In Defense of Academic Publishing

Emory University professor Mark Bauerlein and George Leef recently argued that faculty are spending too much time researching and not enough time teaching. Their argument, however, is premised upon a high-school model of teaching. It assumes that all the information a student needs is communicated in class, with homework assigned to reinforce those lessons.

This “teaching” model might work for the study of languages and mathematics and the vocational parts of higher education such as accounting and engineering, but not for the liberal arts.

In the liberal arts, professors and their students are engaged in the same enterprise—reading and understanding a text. Reading Julius Caesar is not mere homework, as it probably was in high school, but the very substance of one’s education. The role of the professor as teacher is limited: to organize a schedule of readings, explain some of the background, lay out a way to understand or interpret the work at hand. Professors are doing what students could do for themselves if they had the time and inclination to read a large number of scholarly monographs and essays. Very few undergraduates are about to do this, so we faculty are still needed, but the central character of higher education depends on the professor having a different role than did teachers do in high school.

Yes, professors’ lectures can deepen an understanding of literature like Julius Caesar or a philosophical work such as Hobbes’s Leviathan and draw attention to features the students might have missed. But the lectures are not more important than reading and understanding the work.

When professors are actively involved in research, students can begin to see that they and their teachers are engaged in a common project of learning through reading and writing, a project that they and their professors are conducting at different levels of sophistication. Just as the student tries for an ‘A,’ the professor tries for the top journal in the field. Peer review is the faculty’s way of being graded. In the end, the student might accept a ‘B’ and the professor a place in a second-tier journal.

Essays, presentations, and exams no longer seem irrational and punitive, as they did in high school, when students see their instructors doing the same thing.
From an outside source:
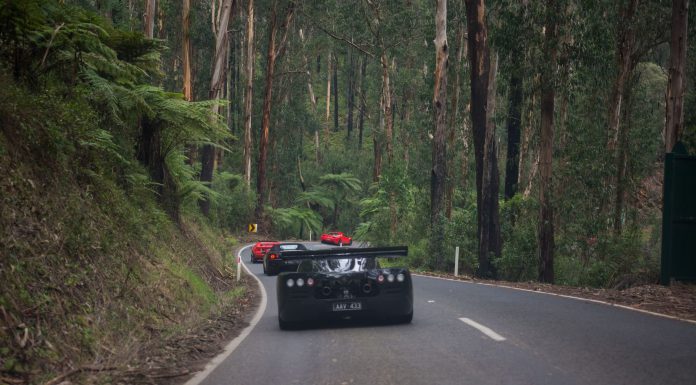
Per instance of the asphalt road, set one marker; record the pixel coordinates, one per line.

Furthermore, if faculty do not regularly put themselves in front of their peers for review and criticism—of the sort they dole out to their students on a regular basis—what is to prevent them from becoming self-satisfied tyrants and petty bureaucrats? The humility forced upon one by a negative journal review or harsh questions at a conference presentation is a good experience for professors who normally stand in front of their students with vastly superior knowledge of the field and, hence, in a seemingly unassailable position.

And students need the example of adults who continue to learn through their research. Ironically, for many students, nothing in college or university indicates to them that they are adults and that their academic responsibilities are as serious as those of paid professionals such as fishermen, tree surgeons, or plumbers.

Instead of seeing themselves as part of the academic tradition of scholarship, students have come to view college as an extension of high school, albeit with more freedoms and fewer classes. If professors increasingly resemble high school teachers—albeit with more freedoms and fewer classes—they do little to erase this perception. Ph.D.s conferred many years ago are not enough to distinguish either themselves or their classes from what students have already seen before.

True, published monographs and refereed articles are not the only way for faculty to subject themselves to scrutiny and to demonstrate mastery of a craft. And, yes, undue attention to research at the expense of teaching one’s students can become a problem in the modern academy, as Bauerlein and Leef contend. But a proper balance that leads students and professors to understand their work as more similar than different might engage students in academic work and reform our understanding of the often maligned and mischaracterized enterprise of scholarship.

If my students were skipping class because they were so deeply engaged with reading Shakespeare that they lost track of time, I would praise them (not bury them in absence notices). Choosing Shakespeare over me would be the mark of an educated mind; doing the opposite may well be submission to pedagogical tyranny, unworthy of our mutual goal.